Big Pass Dredge Affects All Greater Sarasota

Letter from Bob Spicer


The Army Corps of Engineers has proposed to the City of Sarasota dredging Big Pass as the only solution to get sand to re-nourish Lido Beach. Lido Beach continues to erode and needs sand immediately—especially to protect against this year’s tropical storm and hurricane season.

The Army Corps proposal consists of dredging a 13-feet-deep-by-500-feet-wide-by-2-mile-long channel to be dug through Big Pass as well as dredging the surface of the shoals that are currently protecting the mouth of Big Pass from storm waves that could otherwise impact South Lido Key, South Bird Key and North Siesta Key.

Although Lido Key only needs 500,000 cubic yards of sand to re-nourish their beach, the Army Corp of Engineers plans to dredge over 1.3 million cubic yards of sand from Big Pass that they plan to  take every five years for the next 50 years. This is sand equivalent to the full width of Interstate-75 (including median)—10 feet deep, from University Parkway to Fruitville Road. That’s more than an entire Empire State Building full of sand.

The earliest the dredging can occur is 2018, because no money has even been allocated yet and has to be proposed in the Federal Budget to try and get a 60-percent supplement to pay for the dredging costs. Lido Beach could be gone by then.  Lido Beach can get sand tomorrow at little to no cost to them from New Pass, which is currently closed to navigation because of dredging, due to too much sand in the pass. Other immediate, low cost sand sources are within the area.

If the Army Corps is allowed to dredge Big Pass, it will have a devastating effect on storm wave action,  (50 percent increase in wave height), tourism, ($2.8 billion annually in this area), destruction of fish, mammals, wildlife and recreational activities—not to mention the loss of our natural state park for boaters and beach goers—at Big Pass. 

In wave action alone, a 3-foot storm wave will now be over a 5-foot wave, which would result in  nearly an 80-percent increase in destructive wave energy. This will affect South Lido Key, Southwest Bird Key, North Siesta Key and, if the storm is large enough, the downtown City of Sarasota .
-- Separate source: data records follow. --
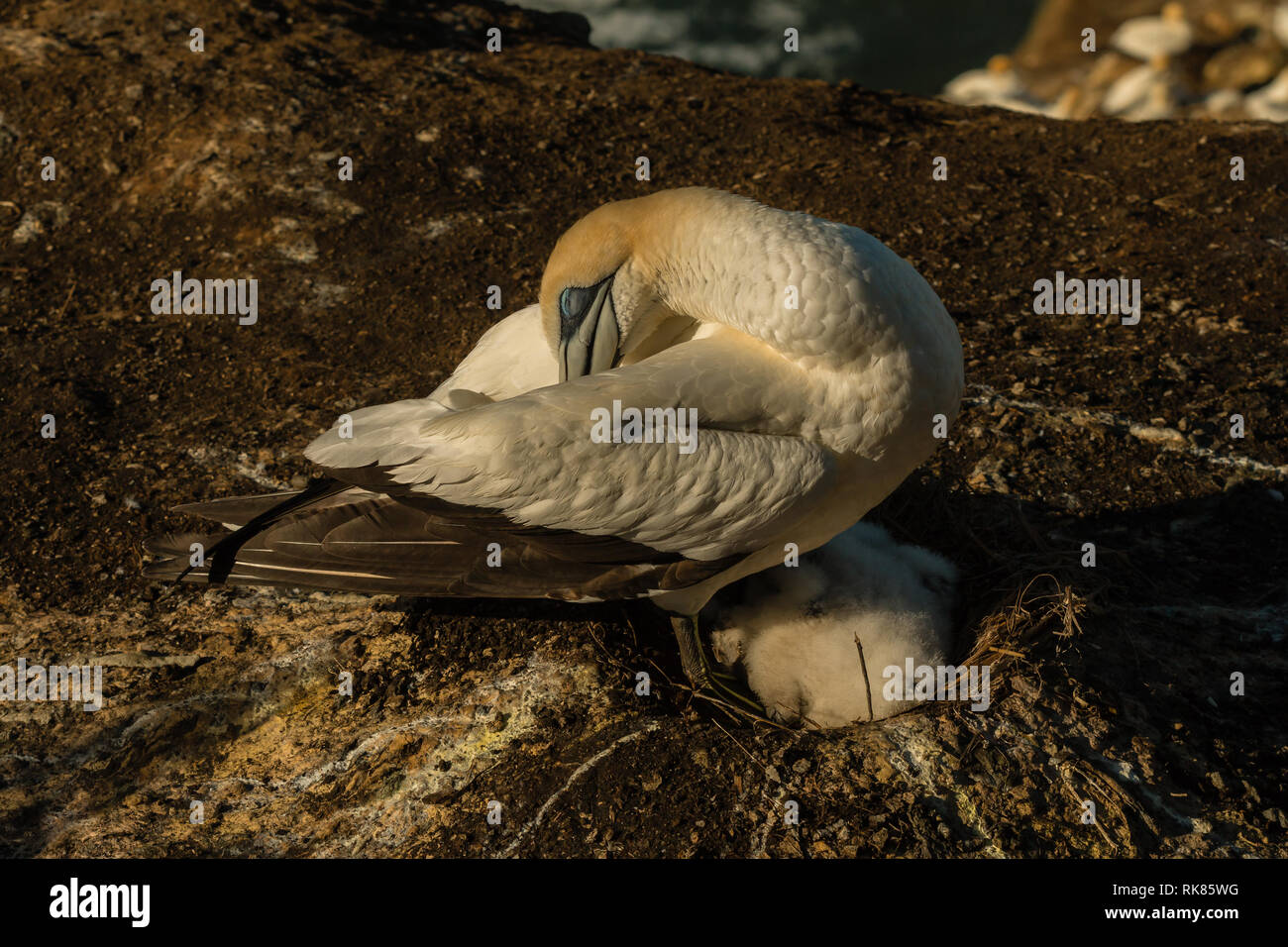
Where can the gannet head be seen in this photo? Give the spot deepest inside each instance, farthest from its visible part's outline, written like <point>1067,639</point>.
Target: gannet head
<point>599,292</point>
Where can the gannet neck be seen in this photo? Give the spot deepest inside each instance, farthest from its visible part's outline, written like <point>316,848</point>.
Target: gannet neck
<point>831,298</point>
<point>811,289</point>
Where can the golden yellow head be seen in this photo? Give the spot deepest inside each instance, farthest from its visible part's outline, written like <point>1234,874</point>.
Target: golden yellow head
<point>599,289</point>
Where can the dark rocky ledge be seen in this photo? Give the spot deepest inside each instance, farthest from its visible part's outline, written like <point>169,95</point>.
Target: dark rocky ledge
<point>1111,684</point>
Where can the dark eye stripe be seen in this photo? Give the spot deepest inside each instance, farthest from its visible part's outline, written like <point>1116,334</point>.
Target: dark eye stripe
<point>574,300</point>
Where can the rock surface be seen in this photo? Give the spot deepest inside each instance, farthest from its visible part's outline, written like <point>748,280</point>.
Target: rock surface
<point>1111,684</point>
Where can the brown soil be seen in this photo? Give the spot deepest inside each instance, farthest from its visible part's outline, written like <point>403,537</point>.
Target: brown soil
<point>468,165</point>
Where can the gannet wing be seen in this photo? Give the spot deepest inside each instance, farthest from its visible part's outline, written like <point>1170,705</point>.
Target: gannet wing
<point>513,499</point>
<point>368,541</point>
<point>533,460</point>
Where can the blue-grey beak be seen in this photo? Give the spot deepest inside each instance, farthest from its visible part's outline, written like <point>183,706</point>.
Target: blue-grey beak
<point>588,330</point>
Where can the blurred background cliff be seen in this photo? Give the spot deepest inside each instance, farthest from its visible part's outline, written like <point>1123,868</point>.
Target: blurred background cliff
<point>1151,59</point>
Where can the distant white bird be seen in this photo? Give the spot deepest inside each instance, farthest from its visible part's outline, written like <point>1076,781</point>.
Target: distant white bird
<point>815,639</point>
<point>815,361</point>
<point>1269,102</point>
<point>1279,24</point>
<point>1144,38</point>
<point>992,85</point>
<point>1145,93</point>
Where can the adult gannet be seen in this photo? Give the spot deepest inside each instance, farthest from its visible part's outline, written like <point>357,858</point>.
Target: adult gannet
<point>493,486</point>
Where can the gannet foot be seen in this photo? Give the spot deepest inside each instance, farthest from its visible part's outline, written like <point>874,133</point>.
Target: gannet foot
<point>721,688</point>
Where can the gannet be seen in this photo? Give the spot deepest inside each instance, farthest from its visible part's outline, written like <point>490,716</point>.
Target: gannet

This is not a Siesta Key vs. Lido Key issue. All of the Greater Sarasota area will be affected with the dredging of Big Pass.

Lido residents plan on using a taxpayer bailout, using taxpayer dollars to fund the re-nourishment of their beach.

Lido Key luxury property owners want the taxpayers to pay to put sand on their private luxury gulf front resorts at a cost to taxpayers of over $200 million (estimated).

Lido Key luxury property investors will pay nothing in personal costs. They want taxpayers to pay to do it 10 times over the next 50 years.

The public cannot access those beaches. They’re private luxury resorts owned by investors. These properties are worth more than $680 million and owners don’t want to pay anything to nourish their private beaches for 50 years.

Nearly all other beach re-nourishments in our area were completed with resident taxpayers footing the bill.

In 2016, Sarasota County re-nourished Turtle Beach at a total cost of $21.5 million.  The State of Florida provided a grant and Sarasota County utilized Tourist Taxes aggregating $18 million to fund the cost of re-nourishing the public waterfront property owned by Sarasota County.  Siesta Key waterfront property owners along Turtle Beach, most of whom are permanent Siesta Key residents, will pay the remaining $3.5 million over the next seven years. The Siesta Key property owners get no guarantee. In 2007 they also had to pay to have Turtle Beach re-nourished.  If there is a storm and the beach needs to be re-nourished again, they will pay again.

Long Boat Key re-nourishes their beach using sand from New Pass and Long Boat Pass. They have also transported sand from Bradenton Beach in the past. Longboat then levies taxes to the property owners for regular beach renewal.

Why not harvest 500,000 cubic yards of sand from New Pass now?

Bob Spicer is a board member for the Siesta Key Association.